Although the Christian Booksellers Association midwinter Expo, held January 26-30 in Nashville, drew more buyers than last year, they came to a more subdued show with fewer book-related special events.

One publisher, who requested anonymity, said, "I think there's an insecurity in the CBA booksellers. Because of the proliferation of channels for Christian product, they are not sure what their role will be in the retail mix." Another publisher called this "an in-between time," with many issues awaiting resolution in the rapidly changing industry. There was also an air of anticipation, as vendor and bookseller conversations continuously returned to the FTC's pending ruling on B&N's acquisition of Ingram, including its Spring Arbor division, the dominant wholesaler for this market.

In spite of the quieter mood, CBA officials told PW that the Expo drew 6222 attendees (up from last year's 5629) and 1556 buying stores (up from 1461). However, there were substantially fewer book publishers in evidence this year (74 of 237 total exhibitors vs. 110 of 219 in 1998), making for a drop from 50% to 31% of exhibitors. Asked about the proportion of books to other products in Christian stores, CBA president Bill Anderson offered again the 1997 figure of 27.5%. While new figures for the association will be made available this spring, there was at least one indication that change is afoot.

Jim Seybert, v-p of corporate marketing for the 333-member Parable Group, the largest of the buying groups in the Christian market, noted, "We are heavier in books than in any other inventory segment -- over 30% now -- and books are our fastest-growing segment.

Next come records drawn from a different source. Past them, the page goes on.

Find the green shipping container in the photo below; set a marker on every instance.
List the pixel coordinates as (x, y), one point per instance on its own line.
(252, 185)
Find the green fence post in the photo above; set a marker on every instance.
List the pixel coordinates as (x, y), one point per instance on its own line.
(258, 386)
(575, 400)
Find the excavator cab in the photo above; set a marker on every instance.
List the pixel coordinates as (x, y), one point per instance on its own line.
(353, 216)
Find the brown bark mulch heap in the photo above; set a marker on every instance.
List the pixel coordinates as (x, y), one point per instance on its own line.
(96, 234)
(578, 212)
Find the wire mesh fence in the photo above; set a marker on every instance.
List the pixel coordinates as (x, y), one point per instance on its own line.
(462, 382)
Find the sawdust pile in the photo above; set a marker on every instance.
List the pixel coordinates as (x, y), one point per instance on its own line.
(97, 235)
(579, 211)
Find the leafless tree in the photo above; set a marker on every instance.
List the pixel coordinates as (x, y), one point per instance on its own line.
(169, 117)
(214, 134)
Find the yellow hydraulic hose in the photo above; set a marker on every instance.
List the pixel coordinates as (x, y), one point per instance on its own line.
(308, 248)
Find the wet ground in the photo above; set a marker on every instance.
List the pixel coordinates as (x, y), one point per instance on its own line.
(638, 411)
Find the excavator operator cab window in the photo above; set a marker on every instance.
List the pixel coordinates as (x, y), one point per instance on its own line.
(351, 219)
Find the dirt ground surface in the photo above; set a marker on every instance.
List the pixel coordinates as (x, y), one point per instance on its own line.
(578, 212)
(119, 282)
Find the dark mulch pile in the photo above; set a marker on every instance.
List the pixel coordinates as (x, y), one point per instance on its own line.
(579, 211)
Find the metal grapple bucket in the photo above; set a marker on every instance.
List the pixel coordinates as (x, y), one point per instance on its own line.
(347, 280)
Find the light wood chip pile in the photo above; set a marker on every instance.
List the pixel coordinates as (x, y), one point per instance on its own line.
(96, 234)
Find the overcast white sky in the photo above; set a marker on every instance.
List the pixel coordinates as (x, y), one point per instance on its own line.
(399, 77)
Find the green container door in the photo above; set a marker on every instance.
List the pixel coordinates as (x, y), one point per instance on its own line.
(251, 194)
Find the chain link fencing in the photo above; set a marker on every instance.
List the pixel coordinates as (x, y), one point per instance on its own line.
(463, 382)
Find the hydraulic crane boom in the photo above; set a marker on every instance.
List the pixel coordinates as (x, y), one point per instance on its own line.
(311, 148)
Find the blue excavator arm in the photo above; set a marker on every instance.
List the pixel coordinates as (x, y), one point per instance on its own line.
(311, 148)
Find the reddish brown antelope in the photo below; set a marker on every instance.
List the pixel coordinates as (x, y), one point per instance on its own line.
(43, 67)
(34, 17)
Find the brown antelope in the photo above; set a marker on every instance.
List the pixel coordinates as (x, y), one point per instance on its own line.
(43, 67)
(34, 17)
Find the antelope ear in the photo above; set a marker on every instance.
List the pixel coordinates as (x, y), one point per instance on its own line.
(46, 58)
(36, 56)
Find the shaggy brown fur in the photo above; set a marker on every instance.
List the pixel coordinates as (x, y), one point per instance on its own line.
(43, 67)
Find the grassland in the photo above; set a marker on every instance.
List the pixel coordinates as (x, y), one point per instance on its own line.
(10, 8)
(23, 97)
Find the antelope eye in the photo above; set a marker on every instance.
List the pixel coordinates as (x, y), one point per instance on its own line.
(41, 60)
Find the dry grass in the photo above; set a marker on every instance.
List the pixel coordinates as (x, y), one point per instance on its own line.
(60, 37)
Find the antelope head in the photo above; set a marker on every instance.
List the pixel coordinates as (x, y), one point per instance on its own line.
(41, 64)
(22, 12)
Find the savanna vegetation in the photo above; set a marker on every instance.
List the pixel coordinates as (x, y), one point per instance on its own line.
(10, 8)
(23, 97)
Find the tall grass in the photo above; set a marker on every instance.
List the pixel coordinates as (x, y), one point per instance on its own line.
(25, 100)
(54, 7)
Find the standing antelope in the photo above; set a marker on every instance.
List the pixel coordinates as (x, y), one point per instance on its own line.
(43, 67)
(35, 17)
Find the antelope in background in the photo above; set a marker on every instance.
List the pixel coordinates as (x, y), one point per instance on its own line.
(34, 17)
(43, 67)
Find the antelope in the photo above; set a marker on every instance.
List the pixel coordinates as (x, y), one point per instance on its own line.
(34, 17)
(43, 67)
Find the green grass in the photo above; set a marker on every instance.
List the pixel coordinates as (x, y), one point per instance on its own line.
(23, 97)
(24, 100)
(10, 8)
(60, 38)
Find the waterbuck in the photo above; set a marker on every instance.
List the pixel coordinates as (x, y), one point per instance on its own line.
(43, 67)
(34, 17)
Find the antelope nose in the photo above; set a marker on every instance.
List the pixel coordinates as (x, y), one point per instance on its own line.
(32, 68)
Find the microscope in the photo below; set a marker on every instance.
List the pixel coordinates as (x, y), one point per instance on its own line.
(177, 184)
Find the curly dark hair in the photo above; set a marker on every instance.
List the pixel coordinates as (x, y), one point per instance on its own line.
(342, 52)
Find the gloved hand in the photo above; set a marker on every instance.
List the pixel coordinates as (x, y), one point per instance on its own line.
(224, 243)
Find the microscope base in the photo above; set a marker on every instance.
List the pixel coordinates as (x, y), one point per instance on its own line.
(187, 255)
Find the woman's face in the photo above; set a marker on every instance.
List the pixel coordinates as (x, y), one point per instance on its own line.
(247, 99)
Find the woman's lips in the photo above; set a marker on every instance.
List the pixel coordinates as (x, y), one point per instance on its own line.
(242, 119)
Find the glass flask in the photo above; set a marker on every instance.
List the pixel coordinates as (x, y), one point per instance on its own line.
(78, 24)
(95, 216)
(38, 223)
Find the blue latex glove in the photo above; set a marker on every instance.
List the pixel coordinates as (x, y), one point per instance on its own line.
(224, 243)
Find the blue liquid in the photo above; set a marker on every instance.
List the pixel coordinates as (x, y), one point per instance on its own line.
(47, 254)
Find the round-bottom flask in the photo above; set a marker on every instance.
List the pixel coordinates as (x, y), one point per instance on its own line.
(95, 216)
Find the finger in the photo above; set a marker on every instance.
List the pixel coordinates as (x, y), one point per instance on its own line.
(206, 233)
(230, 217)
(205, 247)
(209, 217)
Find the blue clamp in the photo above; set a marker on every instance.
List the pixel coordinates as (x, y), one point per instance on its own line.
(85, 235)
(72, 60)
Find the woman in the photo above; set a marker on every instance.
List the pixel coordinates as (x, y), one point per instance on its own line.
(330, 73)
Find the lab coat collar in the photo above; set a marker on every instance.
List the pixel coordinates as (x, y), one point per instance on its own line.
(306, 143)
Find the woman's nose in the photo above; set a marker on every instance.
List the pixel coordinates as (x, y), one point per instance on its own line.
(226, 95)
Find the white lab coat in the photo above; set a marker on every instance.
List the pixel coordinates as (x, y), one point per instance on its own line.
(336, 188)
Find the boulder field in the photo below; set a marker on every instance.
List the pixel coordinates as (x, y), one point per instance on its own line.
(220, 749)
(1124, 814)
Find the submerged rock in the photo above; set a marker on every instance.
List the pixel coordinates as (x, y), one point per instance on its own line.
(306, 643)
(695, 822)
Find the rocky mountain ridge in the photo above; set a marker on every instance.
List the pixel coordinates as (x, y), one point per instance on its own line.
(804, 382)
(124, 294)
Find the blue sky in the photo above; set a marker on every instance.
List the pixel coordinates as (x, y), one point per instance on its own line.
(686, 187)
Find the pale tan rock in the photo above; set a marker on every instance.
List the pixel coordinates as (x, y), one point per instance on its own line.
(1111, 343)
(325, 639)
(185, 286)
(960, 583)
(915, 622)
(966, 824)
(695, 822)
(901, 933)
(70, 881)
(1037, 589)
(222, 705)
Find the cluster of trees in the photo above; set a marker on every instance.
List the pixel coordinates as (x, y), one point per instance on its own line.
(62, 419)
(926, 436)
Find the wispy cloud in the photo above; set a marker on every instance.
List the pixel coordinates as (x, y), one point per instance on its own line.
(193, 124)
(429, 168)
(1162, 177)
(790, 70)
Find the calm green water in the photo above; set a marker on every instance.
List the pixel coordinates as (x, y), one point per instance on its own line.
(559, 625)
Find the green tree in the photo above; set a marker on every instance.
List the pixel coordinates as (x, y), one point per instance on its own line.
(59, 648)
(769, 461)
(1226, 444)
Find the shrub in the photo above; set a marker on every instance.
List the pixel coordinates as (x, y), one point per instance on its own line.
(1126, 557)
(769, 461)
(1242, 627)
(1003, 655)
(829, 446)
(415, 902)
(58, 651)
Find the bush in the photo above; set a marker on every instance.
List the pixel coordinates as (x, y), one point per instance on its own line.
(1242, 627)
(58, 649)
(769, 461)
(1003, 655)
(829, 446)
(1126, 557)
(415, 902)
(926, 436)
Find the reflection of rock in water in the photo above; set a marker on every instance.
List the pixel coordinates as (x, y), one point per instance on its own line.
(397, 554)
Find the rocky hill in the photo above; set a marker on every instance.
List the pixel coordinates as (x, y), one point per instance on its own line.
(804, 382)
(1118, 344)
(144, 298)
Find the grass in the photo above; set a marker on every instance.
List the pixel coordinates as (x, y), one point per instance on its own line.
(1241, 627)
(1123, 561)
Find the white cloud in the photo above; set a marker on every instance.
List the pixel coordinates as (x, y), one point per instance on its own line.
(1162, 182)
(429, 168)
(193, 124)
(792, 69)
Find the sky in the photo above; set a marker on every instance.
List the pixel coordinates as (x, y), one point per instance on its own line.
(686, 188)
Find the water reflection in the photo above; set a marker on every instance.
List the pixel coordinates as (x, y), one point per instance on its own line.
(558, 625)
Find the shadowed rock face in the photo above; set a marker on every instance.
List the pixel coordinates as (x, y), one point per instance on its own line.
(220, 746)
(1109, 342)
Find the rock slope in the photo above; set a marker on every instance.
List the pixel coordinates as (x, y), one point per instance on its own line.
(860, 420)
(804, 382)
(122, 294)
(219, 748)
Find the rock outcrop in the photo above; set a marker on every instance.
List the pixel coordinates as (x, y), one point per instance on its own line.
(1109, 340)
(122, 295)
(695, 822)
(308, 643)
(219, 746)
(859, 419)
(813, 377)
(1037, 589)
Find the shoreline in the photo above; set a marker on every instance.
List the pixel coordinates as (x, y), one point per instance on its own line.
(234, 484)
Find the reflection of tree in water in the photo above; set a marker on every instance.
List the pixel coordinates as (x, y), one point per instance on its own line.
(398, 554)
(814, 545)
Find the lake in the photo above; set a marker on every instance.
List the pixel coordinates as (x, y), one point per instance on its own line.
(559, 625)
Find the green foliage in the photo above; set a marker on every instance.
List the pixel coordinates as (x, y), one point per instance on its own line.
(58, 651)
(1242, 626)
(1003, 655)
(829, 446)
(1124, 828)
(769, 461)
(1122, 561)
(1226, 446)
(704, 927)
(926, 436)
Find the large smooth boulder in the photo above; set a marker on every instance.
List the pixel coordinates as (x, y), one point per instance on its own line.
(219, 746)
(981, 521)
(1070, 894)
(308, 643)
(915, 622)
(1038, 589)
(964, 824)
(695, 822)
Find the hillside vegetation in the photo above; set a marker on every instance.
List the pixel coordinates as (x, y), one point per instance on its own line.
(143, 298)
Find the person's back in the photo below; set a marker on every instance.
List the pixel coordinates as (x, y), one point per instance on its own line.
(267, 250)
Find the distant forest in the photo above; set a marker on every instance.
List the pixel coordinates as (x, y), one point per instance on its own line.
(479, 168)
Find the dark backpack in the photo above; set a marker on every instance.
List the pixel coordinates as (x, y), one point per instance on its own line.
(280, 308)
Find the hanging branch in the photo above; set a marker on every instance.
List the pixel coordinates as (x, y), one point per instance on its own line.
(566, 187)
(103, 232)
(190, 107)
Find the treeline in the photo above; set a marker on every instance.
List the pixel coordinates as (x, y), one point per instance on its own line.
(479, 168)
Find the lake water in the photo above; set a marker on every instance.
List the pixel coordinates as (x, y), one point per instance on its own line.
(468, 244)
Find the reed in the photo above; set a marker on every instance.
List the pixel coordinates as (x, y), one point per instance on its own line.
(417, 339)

That's a real reversal of a trend." Seybert said Parable stores enjoyed a 9% same-store growth in sales in 1998 over the previous year. Anderson also cited a 9%-10% growth for independent Christian retailers and noted that the independents had done better in 1998 than the Christian chains, which saw a growth of only 5.25%.

Spring Arbor Rebounds

Despite lots of noise about myriad problems in the wake of the May 1997 acquisition of Spring Arbor by Ingram, some talk at this Expo was positive. "They are now about 80% there," said Rich Baker, Baker Book House chairman, president of its retail division and a member of the board of the Evangelical Christian Publishers Association. ECPA had been especially vocal in its criticism of Spring Arbor at its fall meeting in October (News, Nov. 16). At Expo, however, ECPA president Doug Ross, commenting on a meeting with Spring Arbor, said, "It was wonderful. Things have gone from tense and irritable to a love fest." He added, "John Ingram has demonstrated tremendous resiliency in the face of criticism, and tremendous determination to correct the problems."

Ross and Baker cited Ingram's recent expansion of its Spring Arbor accounts payable department staff as leading to a state of "constant reconciliation." They added that although shortages were still a problem, progress has also been made on that issue. Convention-g rs also expressed excitement about Ingram's new Lightning Print division, which was made available to all Spring Arbor accounts as of October 14.

Publishers Push Branding

Although author branding has been crucial in the Christian book market for some time, some evangelical publishers are now pursuing publisher branding, seeking a higher recognition of their company or imprint name by consumers. Carol Johnson, editorial director at Bethany House, noted that "untrained staff and higher turnover at bookstores makes brands even more important." Added Steve Laube, senior editor for nonfiction at Bethany, "Books must sell themselves today."

Another publisher seeking brand recognition is NelsonWord Publishing Group's J. Countryman. President Jack Countryman explained, "Branding is the way it has to go." His efforts to achieve this include an aggressive program to gain store real estate by offering free spinners and other displays, a program currently at use in 300 stores. Countryman said the displays provide stores with four to six turns per year.

CBA continues to heavily emphasize bookseller education; the J.C. Williams Group has been contracted to provide a 10-module training program that will lead to retailer certification. According to ECPA's Ross, "ABA has pretty much shut down its training for booksellers, while CBA is doing a better job than ever."

At Expo, ECPA presented the multi-tiered product-category standardization draft that has been in development for the past two years. More comments will be taken from vendors until it comes up for final approval at the July CBA International in Orlando. Said Ross, "The super-categories will be useful to ABA stores, and CBA stores, with their greater depth, will also use the primary categories and subcategories. Stores will be able to shelve in great detail the topics they emphasize."

Ross also took pains to correct the impression left by some Christian trade publications that the recently abandoned Christian Books in Print database -- which ECPA developed in concert with R.R. Bowker -- was being revived. "We are now working with Bookstore Manager to develop from the ground up a database called Christian Books &More for use with our X-net EDI system," Ross explained. Family Bookstores' adoption of X-net last summer "put us over the top," Ross added. "We are now where we expected to be with X-net -- just three years late."